Which takes more energy to heat up: air or water? How about water versus metal or water versus another liquid like soda?

These questions and many others are related to a property of matter called specific heat. Specific heat is the amount of heat per unit of mass needed to raise a substance's temperature by one degree Celsius.

So it takes more energy to heat up water than air because water and air have different specific heats.

#### TL;DR (Too Long; Didn't Read)

Use the formula:

**Q = mcΔT**, also written **Q = mc(T - t _{0})**

to find the initial temperature (t_{0}) in a specific heat problem.

In fact, water has one of the highest specific heats of any "common" substance: It's 4.186 joule/gram °C. That's why water is so useful in moderating the temperature of machinery, human bodies and even the planet.

## Equation for Specific Heat

You can use the property of specific heat to find a substance's initial temperature.
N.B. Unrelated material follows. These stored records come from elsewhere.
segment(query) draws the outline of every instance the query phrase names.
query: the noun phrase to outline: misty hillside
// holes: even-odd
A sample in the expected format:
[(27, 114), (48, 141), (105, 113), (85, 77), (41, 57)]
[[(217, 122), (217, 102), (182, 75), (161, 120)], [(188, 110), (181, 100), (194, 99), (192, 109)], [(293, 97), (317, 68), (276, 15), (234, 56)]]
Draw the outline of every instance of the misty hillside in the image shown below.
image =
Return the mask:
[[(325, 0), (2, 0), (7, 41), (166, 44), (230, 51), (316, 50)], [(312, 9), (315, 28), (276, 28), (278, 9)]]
The equation for specific heat is usually written:

**Q = mcΔT**

where Q is the amount of heat energy added, m is the substance's mass, c is specific heat, a constant, and ΔT means "change in temperature."
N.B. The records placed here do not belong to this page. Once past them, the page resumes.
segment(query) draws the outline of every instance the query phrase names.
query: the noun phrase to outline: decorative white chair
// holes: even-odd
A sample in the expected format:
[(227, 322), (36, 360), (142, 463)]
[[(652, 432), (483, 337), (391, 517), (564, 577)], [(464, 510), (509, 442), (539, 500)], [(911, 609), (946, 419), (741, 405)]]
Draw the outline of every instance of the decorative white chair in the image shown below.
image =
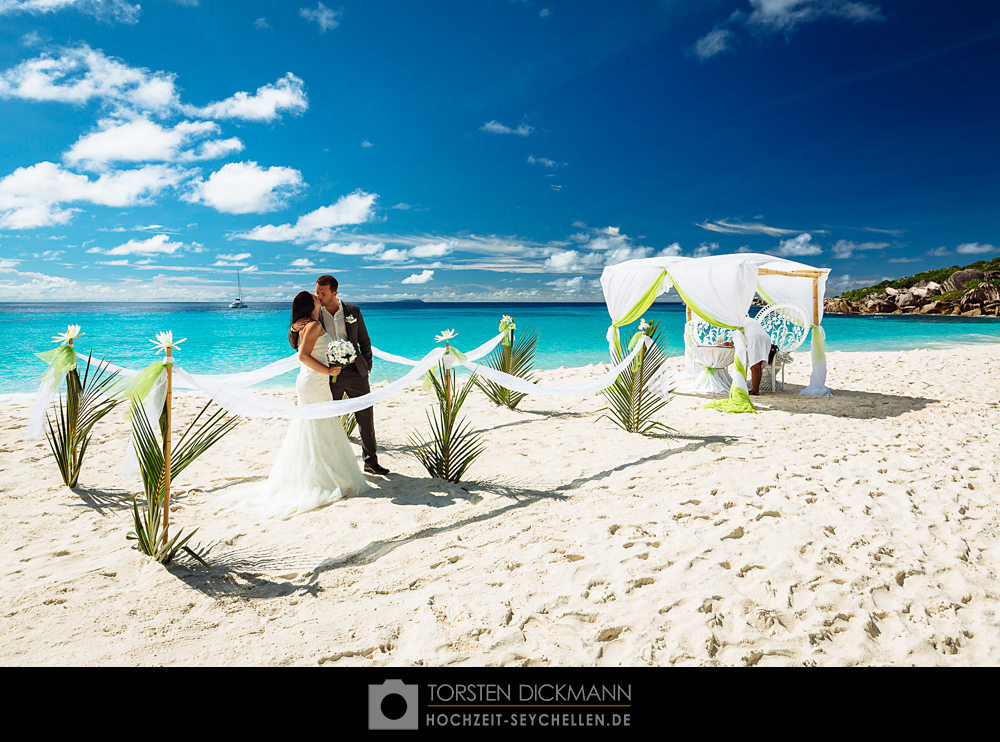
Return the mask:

Make sure your units of measurement match the units used in the specific heat constant! For example, sometimes the specific heat may use Celsius. Other times, you'll get the SI unit for temperature, which is Kelvin. In these cases, the units for specific heat will either be Joules/gram °C or else Joules/gram K. The same could happen with grams versus kilograms for the mass, or Joules to Bmu for energy. Be sure to check the units and make any conversions needed before you get started.

## Using Specific Heat to Find Initial Temperature

ΔT can also be written (T - t_{0}), or a substance's new temperature minus its initial temperature. So another way to write the equation for specific heat is:

**Q = mc(T - t _{0})**

So this rewritten form of the equation makes it simple to find initial temperature. You can plug in all the other values that you're given, then solve for t_{0}.

For example: Say you add 75.0 Joules of energy to 2.0 grams of water, raising its temperature to 87 °C. Water's specific heat is 4.184 ^{} Joules/gram °C. What was the initial temperature of the water?

Plug the given values into your equation:

75.o J = 2.0 g x (4.184 J/g°C) x (87 °C - t_{0}).

Simplify:

75.o J = 8.368 J/°C x (87 °C - t_{0}).

8.96 °C = (87 °C - t_{0})

78°C = t_{0}.

## Specific Heat and Phase Changes

There's one important exception to keep in mind. The specific heat equation doesn't work during a phase change, for example, from a liquid to a gas or a solid to a liquid. That's because all the extra energy that's being pumped in is being used for the phase change, not for increasing the temperature. So the temperature stays flat during that period, throwing off the relationship between energy, temperature and specific heat in that situation.